What Is the Real Work?
Tuesday, February 14, 2017
How many time have you heard someone complain of a Google or a
Microsoft that they "could do that in a weekend?" How many times have
you wondered how on earth they stay in business? I recently ran across
a post by software
developer Dan Luu addressing that argument that offers both a quick
rebuttal and a dose of the kind of thinking that is
missing.
First, there is often evidence that, no,
you can't do that in a weekend. Luu specifically considers the
problem of internet search:
A few years ago, in the wake of the rapgenius SEO controversy, a number of folks called for someone to write a better Google. Alex Clemmer responded that maybe building a better Google is a non-trivial problem. Considering how much of Google's $500B market cap comes from search, and how much money has been spent by tens (hundreds?) of competitors in an attempt to capture some of that value, it seems plausible to me that search isn't a trivial problem... [link dropped, bold added]A world littered with the failures of others doesn't prove that there isn't a better way to do something, but it suggests that, at minimum, there are aspects of the problem that might need more than passing attention.

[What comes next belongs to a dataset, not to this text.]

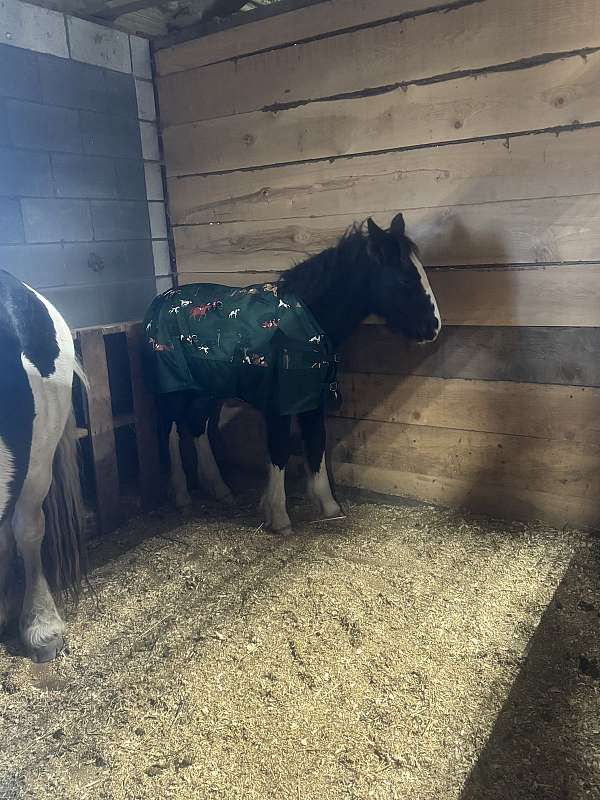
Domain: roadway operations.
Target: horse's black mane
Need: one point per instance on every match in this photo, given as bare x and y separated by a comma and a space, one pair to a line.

Luu goes into some detail about the problem of search and those of running a business, as a means of making his main point:
It's not that all of those things are necessary to run a service at all; it's that almost every large service is leaving money on the table if they don't seriously address those things. This reminds me of a common fallacy we see in unreliable systems, where people build the happy path with the idea that the happy path is the "real" work, and that error handling can be tacked on later. For reliable systems, error handling is more work than the happy path. The same thing is true for large services -- all of this stuff that people don't think of as "real" work is more work than the core service. [link and footnote omitted, bold added]This reminds me somewhat of the "bike shed" argument, in which people will endlessly debate some trivial matter they know about (a bike shed on the site of a proposed nuclear plant), while glossing over something that is actually complicated (the nuclear power plant itself). In this case, internet search (although not trivial) is the bike shed, and numerous other things, like, say, making money with it, are being ignored.